Even if you sit out this big tech upgrade, you can enjoy the enhancements 5G is bringing to the good old 4G network.

Here’s what being an early adopter of 5G is like: I huddle in a doorway on The Terrace, downloading a Netflix movie while I try to avoid Wellington’s infamous wind whipping my phone away.

The movie downloads in less than 90 seconds. That’s blazingly fast – Vodafone’s new 5G network gives me connection speeds peaking at 460Mbps (megabits per second), typically 8-10 times what I get on the 4G network.

But as I walk towards Cuba St, I slip out of 5G coverage. There are less than two dozen 5G cell sites enabled in Wellington. Others in Auckland, Christchurch and Queenstown similarly cluster around the CBD. So, 5G is a patchy experience, literally.

Near Te Papa, I find 5G coverage again, but the download speed is less impressive – about 200Mbps. Speed is the major touted benefit of moving to 5G, the fifth generation of mobile networks.

As well as faster downloads, you’ll enjoy more capacity in the network, which helps when the airwaves become crowded with people making calls and posting Instagram updates. Hardly anyone is using 5G, so early adopters get a lot of expensive networking equipment to themselves.

Fast downloads are really the only aspect of 5G to get excited about currently. Uploads are a different story. Vodafone’s 5G network is what’s called “non-standalone” 5G. That’s a combination of existing 4G infrastructure and the new 5G cell sites, a sort of transition stage before we move to true standalone 5G, probably a year or two away.

Data uploads on 5G actually happen over the 4G network, which typically gives you upload speeds of 30-50Mbps. For that same reason, the other major selling point for 5G – what Vodafone calls “near-zero lag” when playing games and streaming video – is still out of reach. I was getting a lag of about 50 milliseconds (the length of time to send data from my device to its destination) in my testing, the same as using the 4G network.

Eventually, that lag will be reduced to just a few milliseconds, opening up intriguing options for entertainment, smart cities and industrial uses. But for now, the gap between the reality and the promise is huge.
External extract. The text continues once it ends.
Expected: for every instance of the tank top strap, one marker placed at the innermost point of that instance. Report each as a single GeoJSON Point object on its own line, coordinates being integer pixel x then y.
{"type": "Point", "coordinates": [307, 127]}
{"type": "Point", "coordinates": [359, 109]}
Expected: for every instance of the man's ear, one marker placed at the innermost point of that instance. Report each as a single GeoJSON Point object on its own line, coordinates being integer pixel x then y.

There’s also a premium to pay for that speed advantage. A 5G-capable Samsung Galaxy Note 10+ will cost you $2199 versus $1899 for the 4G version. Samsung’s Galaxy A90, which I’ve been using, costs $1399. Other handsets will hit the market in the coming months. Vodafone is offering 5G as a free add-on to existing mobile plans until June 30, but after that it will cost an extra $10 a month.

With those fast downloads, you might also have to upgrade to an unlimited mobile data plan, which costs $80 a month with Vodafone. That doesn’t allow tethering, so you won’t be able to use your 5G phone to supply internet access to your other devices.

It really isn’t worth the price of admission until 5G coverage is fleshed out and compelling uses for it emerge. But the advent of 5G still benefits the rest of us laggards a generation behind.

The mobile-network operators are investing to improve coverage and capacity in their 4G networks to aid 5G performance. That means the 4G experience is getting better, with expanded coverage and more capacity. Vodafone and Spark have also recently enabled a technology that allows for better-quality voice calls.

VoLTE (Voice over Long Term Evolution) sends your mobile voice call via the 4G network, rather than the 3G network. It can mean clearer calls that connect more quickly and you are more likely to have a better experience if you are surfing the web or using apps while you are on the phone. Again, you’ll need compatible hardware to make it work, which will involve buying a new VoLTE or getting a software upgrade to your existing phone if it is compatible.

So, even if you sit out this big tech upgrade, you can enjoy the enhancements it is bringing to good old 4G, which will be around for many years to come.